Developing therapies for IBD is particularly challenging since this disease is clearly complex and a result of a multifaceted host–microbial interactions.61 Investigators have identified genetic variants, immunologic dysfunction, and a role of the GI microbiome in this disease. The major challenge in this field is, as for other chronic inflammatory diseases, elucidating whether changes in the microbial assemblages represent cause, or consequence, of host inflammation and disease state. Indeed, both scenarios may occur in initiation and perpetuation of the inflammation present in IBD. It is possible that alterations in the microbial community initiates inflammation and, once host mediators storm intestinal tissues, they exert pressure on the intestinal microbiota that further shifts community structure, thus creating a feedback loop that perpetuates inflammation. In characterizing these changes in community structure and function, it may be possible to alter these events to circumvent or ameliorate IBD.

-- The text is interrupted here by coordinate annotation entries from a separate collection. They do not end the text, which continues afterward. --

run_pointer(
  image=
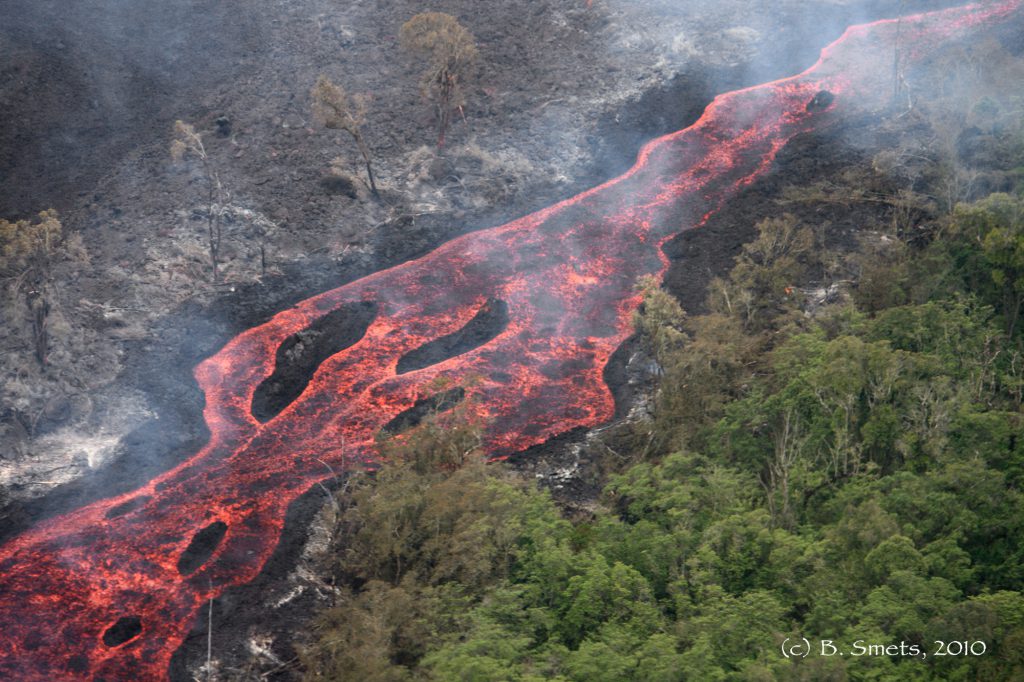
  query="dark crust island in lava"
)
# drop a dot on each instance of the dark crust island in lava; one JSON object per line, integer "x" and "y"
{"x": 111, "y": 590}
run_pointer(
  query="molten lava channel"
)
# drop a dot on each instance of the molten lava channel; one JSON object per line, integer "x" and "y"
{"x": 111, "y": 590}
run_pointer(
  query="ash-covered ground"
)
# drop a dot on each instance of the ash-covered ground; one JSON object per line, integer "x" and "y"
{"x": 564, "y": 94}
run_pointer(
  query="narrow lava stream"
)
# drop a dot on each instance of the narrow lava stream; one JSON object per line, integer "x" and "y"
{"x": 110, "y": 591}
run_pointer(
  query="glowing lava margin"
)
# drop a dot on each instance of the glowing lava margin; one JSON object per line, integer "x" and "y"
{"x": 566, "y": 274}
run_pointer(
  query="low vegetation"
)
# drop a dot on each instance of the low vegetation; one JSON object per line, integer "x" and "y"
{"x": 336, "y": 110}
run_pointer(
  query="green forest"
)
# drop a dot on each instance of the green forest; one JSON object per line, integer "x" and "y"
{"x": 851, "y": 475}
{"x": 823, "y": 469}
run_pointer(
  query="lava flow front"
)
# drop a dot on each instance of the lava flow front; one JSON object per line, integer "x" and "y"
{"x": 111, "y": 590}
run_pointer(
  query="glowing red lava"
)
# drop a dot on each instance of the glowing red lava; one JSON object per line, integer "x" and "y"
{"x": 103, "y": 592}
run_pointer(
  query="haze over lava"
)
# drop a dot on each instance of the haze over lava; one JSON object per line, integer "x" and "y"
{"x": 103, "y": 592}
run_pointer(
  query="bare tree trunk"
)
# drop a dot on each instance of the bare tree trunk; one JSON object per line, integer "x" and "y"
{"x": 366, "y": 159}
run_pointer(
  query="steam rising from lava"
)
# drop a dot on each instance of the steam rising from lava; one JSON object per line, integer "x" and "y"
{"x": 111, "y": 590}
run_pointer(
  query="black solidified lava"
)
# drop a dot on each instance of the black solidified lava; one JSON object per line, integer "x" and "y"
{"x": 820, "y": 101}
{"x": 489, "y": 321}
{"x": 413, "y": 416}
{"x": 126, "y": 629}
{"x": 202, "y": 547}
{"x": 300, "y": 354}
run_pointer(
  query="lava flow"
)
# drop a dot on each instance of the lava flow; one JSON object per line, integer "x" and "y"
{"x": 111, "y": 590}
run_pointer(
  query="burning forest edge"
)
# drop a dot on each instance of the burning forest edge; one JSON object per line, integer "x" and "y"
{"x": 557, "y": 292}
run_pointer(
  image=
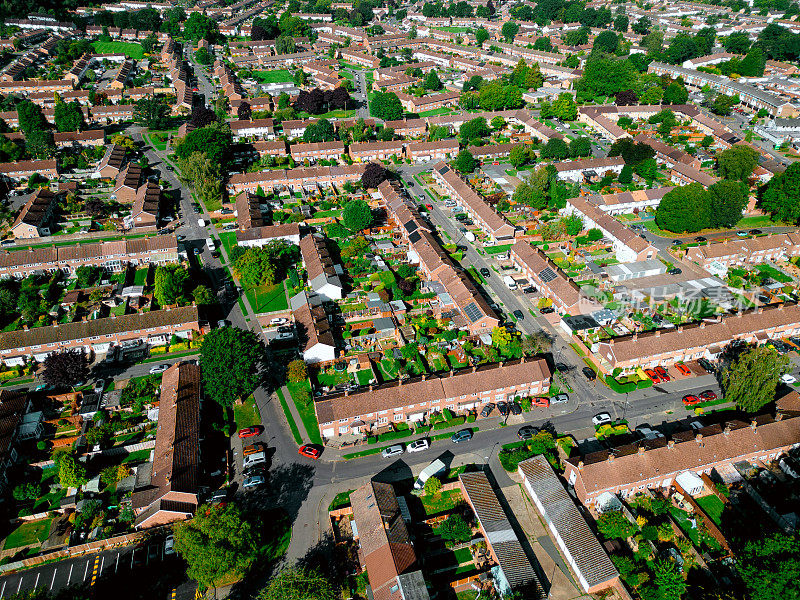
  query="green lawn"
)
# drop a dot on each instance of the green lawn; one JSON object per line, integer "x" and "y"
{"x": 246, "y": 415}
{"x": 290, "y": 419}
{"x": 32, "y": 532}
{"x": 712, "y": 506}
{"x": 130, "y": 49}
{"x": 276, "y": 76}
{"x": 306, "y": 410}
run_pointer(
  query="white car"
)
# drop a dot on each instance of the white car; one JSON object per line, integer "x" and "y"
{"x": 419, "y": 445}
{"x": 601, "y": 419}
{"x": 392, "y": 451}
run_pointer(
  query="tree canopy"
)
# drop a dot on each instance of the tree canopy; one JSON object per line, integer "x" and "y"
{"x": 750, "y": 380}
{"x": 231, "y": 360}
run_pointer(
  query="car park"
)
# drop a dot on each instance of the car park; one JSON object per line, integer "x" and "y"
{"x": 419, "y": 445}
{"x": 461, "y": 436}
{"x": 250, "y": 431}
{"x": 683, "y": 369}
{"x": 601, "y": 419}
{"x": 487, "y": 409}
{"x": 662, "y": 373}
{"x": 526, "y": 432}
{"x": 691, "y": 400}
{"x": 393, "y": 451}
{"x": 310, "y": 450}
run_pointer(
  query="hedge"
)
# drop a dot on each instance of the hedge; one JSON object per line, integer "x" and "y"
{"x": 451, "y": 423}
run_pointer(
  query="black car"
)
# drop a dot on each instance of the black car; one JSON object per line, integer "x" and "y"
{"x": 706, "y": 364}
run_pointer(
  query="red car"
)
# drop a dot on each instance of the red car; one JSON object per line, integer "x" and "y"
{"x": 250, "y": 431}
{"x": 310, "y": 450}
{"x": 684, "y": 370}
{"x": 652, "y": 375}
{"x": 543, "y": 401}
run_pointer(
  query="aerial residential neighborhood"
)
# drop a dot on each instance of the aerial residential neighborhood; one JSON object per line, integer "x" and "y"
{"x": 365, "y": 300}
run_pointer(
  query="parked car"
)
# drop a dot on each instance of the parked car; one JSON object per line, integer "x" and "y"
{"x": 310, "y": 450}
{"x": 691, "y": 400}
{"x": 461, "y": 436}
{"x": 419, "y": 445}
{"x": 250, "y": 431}
{"x": 487, "y": 409}
{"x": 393, "y": 451}
{"x": 706, "y": 364}
{"x": 662, "y": 372}
{"x": 602, "y": 419}
{"x": 254, "y": 481}
{"x": 652, "y": 375}
{"x": 526, "y": 432}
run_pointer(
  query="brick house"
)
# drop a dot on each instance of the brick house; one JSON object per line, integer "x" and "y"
{"x": 413, "y": 400}
{"x": 172, "y": 490}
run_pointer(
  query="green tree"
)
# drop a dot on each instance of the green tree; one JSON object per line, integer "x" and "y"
{"x": 71, "y": 472}
{"x": 782, "y": 195}
{"x": 231, "y": 359}
{"x": 728, "y": 201}
{"x": 219, "y": 540}
{"x": 455, "y": 528}
{"x": 293, "y": 583}
{"x": 386, "y": 106}
{"x": 685, "y": 209}
{"x": 737, "y": 162}
{"x": 69, "y": 116}
{"x": 580, "y": 146}
{"x": 357, "y": 215}
{"x": 750, "y": 381}
{"x": 464, "y": 162}
{"x": 170, "y": 284}
{"x": 555, "y": 148}
{"x": 614, "y": 525}
{"x": 509, "y": 31}
{"x": 770, "y": 567}
{"x": 152, "y": 113}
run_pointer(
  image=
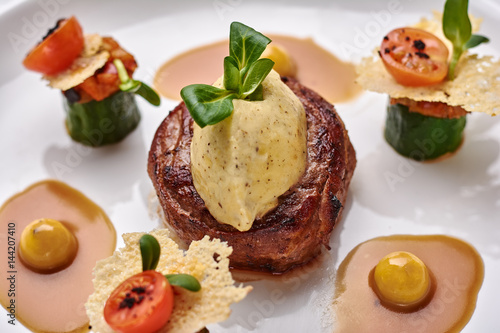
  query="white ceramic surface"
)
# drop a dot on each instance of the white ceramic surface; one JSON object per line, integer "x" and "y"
{"x": 458, "y": 197}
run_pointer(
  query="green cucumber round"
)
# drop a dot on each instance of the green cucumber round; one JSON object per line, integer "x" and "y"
{"x": 421, "y": 137}
{"x": 99, "y": 123}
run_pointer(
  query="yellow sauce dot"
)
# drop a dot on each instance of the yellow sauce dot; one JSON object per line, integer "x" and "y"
{"x": 283, "y": 62}
{"x": 401, "y": 280}
{"x": 47, "y": 246}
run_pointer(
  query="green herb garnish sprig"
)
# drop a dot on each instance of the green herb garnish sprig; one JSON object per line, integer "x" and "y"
{"x": 130, "y": 85}
{"x": 150, "y": 254}
{"x": 458, "y": 29}
{"x": 243, "y": 76}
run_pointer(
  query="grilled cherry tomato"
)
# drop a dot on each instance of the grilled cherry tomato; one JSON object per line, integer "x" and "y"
{"x": 414, "y": 57}
{"x": 142, "y": 303}
{"x": 58, "y": 49}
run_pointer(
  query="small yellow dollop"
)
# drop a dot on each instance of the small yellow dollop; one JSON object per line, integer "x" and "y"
{"x": 46, "y": 245}
{"x": 402, "y": 279}
{"x": 283, "y": 62}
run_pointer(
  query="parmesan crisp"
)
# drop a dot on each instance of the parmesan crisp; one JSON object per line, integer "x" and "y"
{"x": 206, "y": 260}
{"x": 476, "y": 86}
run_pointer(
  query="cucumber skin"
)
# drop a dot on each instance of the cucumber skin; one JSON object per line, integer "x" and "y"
{"x": 99, "y": 123}
{"x": 421, "y": 137}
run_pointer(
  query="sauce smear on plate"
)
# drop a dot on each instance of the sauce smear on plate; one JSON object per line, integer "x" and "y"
{"x": 317, "y": 69}
{"x": 457, "y": 271}
{"x": 53, "y": 302}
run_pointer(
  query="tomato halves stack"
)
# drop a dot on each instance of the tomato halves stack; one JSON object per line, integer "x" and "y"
{"x": 97, "y": 111}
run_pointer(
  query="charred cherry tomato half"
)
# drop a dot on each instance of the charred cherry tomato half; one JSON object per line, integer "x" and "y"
{"x": 414, "y": 57}
{"x": 142, "y": 303}
{"x": 58, "y": 50}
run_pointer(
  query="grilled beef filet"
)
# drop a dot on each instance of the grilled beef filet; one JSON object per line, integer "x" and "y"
{"x": 290, "y": 234}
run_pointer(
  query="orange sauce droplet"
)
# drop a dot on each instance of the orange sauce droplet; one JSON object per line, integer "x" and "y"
{"x": 457, "y": 271}
{"x": 317, "y": 69}
{"x": 53, "y": 302}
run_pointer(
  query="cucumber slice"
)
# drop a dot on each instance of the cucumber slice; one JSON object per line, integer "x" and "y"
{"x": 421, "y": 137}
{"x": 99, "y": 123}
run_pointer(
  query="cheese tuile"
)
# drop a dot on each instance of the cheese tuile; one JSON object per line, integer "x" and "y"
{"x": 206, "y": 260}
{"x": 475, "y": 88}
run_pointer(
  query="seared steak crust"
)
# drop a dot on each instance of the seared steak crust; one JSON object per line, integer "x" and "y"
{"x": 289, "y": 235}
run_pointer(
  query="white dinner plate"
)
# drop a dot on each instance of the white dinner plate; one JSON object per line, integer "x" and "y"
{"x": 458, "y": 197}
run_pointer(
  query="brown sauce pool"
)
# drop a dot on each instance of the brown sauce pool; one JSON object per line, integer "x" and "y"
{"x": 53, "y": 302}
{"x": 457, "y": 270}
{"x": 317, "y": 69}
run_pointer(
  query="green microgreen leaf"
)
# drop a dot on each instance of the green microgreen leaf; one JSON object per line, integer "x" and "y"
{"x": 256, "y": 74}
{"x": 150, "y": 252}
{"x": 257, "y": 95}
{"x": 231, "y": 74}
{"x": 185, "y": 281}
{"x": 207, "y": 104}
{"x": 458, "y": 29}
{"x": 245, "y": 44}
{"x": 243, "y": 76}
{"x": 139, "y": 88}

In characterizing the microbial community, we also need to consider other members of the microbiota such as fungi and viruses.132 Many of the techniques used presently utilize the 16S rRNA gene, specifically used to profile bacterial communities. Being such a complex network of interactions, it is not difficult to imagine that fluctuations in the relative abundance and presence of fungal and viral species could have consequences on the composition and function of the overall community and host response. With the advent of deep sequencing techniques, it is becoming more apparent that not only are global shifts in bacterial community composition associated with disease, but that more subtle changes are important factors in defining community functionality,133 which is ultimately central to host–microbiome interactions. This is not surprising, since it is accepted that microbial keystone species are not necessarily the dominant members of a given community.134 Therefore, not only is it necessary to quantify the dominant members of the community, but it is also necessary to survey the community for less abundant, “rare” members that may contribute key functions pivotal to microbial–microbial and microbial–host interactions.
Since organisms that share similar traits tend to coexist, some communities are predisposed to invasion by pathogens or, conversely, to colonization by beneficial microbes.135 Such microbiota predictors may be useful prognostic or diagnostic indicators of disease development, recurrence, or treatment response. As the field of human microbiome research expands, integrated studies that examine microbiome–host interactions are revealing avenues for novel therapeutic development and improved diagnostics that ultimately will improve our ability to combat chronic inflammatory diseases, including IBD.